Chili brought out the glasses and a manila envelope that came with them.
"Keep that out too," Darryl said, "we'll get to it."
Chili laid the envelope on his lap and focused the glasses on the front of the photo shop. "They're all big guys, but they're short."
"They go over to Yani's now on Crescent Heights," Darryl said, "their private club, and kick back. Like they haven't been sitting around all day."
"That's what mob guys do," Chili said, "they sit down they take time to arrange the crease in their pants, so the knees don't bag, then check it every few minutes."

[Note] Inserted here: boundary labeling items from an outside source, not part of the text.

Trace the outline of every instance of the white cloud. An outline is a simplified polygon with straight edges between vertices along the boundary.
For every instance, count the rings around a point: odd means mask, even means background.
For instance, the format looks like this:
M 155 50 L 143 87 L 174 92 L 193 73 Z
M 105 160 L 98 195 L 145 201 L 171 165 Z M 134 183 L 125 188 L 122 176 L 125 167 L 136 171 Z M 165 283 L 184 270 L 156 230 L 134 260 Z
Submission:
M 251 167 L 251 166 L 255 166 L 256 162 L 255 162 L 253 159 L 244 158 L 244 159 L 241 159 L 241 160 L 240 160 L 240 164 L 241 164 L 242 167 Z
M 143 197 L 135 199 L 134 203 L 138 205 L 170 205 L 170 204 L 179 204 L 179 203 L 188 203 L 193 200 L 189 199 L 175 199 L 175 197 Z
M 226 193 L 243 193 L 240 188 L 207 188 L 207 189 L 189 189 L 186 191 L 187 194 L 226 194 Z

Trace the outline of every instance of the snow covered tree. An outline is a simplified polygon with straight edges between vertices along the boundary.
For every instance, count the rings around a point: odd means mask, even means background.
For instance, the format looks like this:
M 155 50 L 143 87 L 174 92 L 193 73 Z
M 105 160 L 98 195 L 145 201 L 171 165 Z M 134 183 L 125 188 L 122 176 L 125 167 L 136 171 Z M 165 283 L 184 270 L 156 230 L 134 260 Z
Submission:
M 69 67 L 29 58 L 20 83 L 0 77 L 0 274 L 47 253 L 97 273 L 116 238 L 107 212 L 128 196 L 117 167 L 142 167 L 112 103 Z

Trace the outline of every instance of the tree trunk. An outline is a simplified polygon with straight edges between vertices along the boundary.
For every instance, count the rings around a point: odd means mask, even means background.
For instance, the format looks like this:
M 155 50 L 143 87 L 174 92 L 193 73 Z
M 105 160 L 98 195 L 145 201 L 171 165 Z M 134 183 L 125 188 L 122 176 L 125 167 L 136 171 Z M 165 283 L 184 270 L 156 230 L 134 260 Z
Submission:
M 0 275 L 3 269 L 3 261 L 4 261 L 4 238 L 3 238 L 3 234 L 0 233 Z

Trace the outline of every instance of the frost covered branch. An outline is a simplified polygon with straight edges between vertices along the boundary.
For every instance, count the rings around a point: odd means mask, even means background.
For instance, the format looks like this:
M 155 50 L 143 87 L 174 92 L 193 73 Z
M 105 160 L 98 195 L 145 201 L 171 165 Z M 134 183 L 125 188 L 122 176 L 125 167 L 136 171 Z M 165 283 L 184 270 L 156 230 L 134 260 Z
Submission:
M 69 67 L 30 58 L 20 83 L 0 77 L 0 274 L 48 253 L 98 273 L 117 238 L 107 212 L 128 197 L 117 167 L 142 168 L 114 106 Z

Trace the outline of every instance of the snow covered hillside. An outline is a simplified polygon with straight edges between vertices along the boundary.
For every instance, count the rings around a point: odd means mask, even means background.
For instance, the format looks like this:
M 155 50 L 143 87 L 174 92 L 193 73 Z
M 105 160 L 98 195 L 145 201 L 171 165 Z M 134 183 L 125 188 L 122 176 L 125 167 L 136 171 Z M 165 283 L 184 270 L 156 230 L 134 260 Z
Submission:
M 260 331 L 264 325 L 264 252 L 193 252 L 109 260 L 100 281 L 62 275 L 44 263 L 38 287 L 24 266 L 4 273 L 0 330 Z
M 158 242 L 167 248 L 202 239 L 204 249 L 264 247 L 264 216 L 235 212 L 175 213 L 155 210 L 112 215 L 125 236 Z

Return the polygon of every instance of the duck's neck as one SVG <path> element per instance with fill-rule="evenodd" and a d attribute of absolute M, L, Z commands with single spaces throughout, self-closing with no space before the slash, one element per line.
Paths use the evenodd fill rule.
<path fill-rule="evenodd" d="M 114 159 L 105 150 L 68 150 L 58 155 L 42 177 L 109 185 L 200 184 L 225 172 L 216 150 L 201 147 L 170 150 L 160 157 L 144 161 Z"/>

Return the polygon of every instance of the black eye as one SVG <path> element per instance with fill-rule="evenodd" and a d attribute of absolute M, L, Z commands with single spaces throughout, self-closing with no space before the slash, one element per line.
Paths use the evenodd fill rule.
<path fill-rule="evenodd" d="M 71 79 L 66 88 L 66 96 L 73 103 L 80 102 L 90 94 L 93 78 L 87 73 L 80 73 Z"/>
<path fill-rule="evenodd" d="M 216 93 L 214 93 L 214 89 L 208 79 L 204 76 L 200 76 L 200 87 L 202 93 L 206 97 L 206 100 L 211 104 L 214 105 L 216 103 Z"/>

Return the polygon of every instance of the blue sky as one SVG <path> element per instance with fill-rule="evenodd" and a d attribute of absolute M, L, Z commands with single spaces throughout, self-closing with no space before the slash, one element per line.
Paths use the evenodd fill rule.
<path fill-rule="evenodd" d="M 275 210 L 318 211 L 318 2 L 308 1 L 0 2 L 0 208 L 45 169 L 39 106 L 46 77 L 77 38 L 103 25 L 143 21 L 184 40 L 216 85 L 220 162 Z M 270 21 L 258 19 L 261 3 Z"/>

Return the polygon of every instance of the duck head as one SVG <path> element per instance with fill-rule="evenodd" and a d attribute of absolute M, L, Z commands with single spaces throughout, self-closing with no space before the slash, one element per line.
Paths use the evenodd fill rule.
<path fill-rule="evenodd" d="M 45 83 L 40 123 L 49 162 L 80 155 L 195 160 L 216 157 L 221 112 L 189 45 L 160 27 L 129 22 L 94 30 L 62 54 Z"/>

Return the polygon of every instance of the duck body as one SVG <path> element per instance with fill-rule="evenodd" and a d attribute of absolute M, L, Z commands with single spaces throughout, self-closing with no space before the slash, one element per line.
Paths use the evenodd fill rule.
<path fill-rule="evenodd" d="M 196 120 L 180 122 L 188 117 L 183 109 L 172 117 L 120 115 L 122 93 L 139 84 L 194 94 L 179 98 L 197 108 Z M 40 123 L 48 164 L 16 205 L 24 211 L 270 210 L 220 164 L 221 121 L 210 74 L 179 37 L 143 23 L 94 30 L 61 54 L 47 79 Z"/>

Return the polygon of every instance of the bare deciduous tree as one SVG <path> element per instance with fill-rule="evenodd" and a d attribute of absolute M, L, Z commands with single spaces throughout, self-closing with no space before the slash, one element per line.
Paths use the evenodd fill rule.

"These people don't dress up much," Darryl said, "but they into every kind of mob crime you can think of. Blackmarket diesel fuel, they buy it and sell it, never pay the taxes. The feds want to bring 'em up on fraud. I want Bulkin on the homicide and get him state time for the rest of his life. These fellas—here comes another one—we're pretty sure work the extortion business. See, what Bulkin does, he takes a picture of a man's place of business, like this Armenian ran a party store. He says Bulkin's people come in, hand him a color photo of his store, the outside, then they tell him, a nice place like this, he ought to have insurance. The Armenian says he has insurance. They tell him he won't need it if he has their insurance, it prevents things happening to the store. They give him a few days to think about it and then come back with another photo of the place, the same shot. This time they don't say a word. They put a match to it and the Armenian watches his store burn up. He ain't gonna take this shit, he goes to the county authorities and files a complaint. Two days later he's shot dead in what looks like a holdup." Darryl turned his head to look at Chili, who was quiet, holding the glasses in his lap now. "Wasn't Tommy Athens in that business, in the old days?"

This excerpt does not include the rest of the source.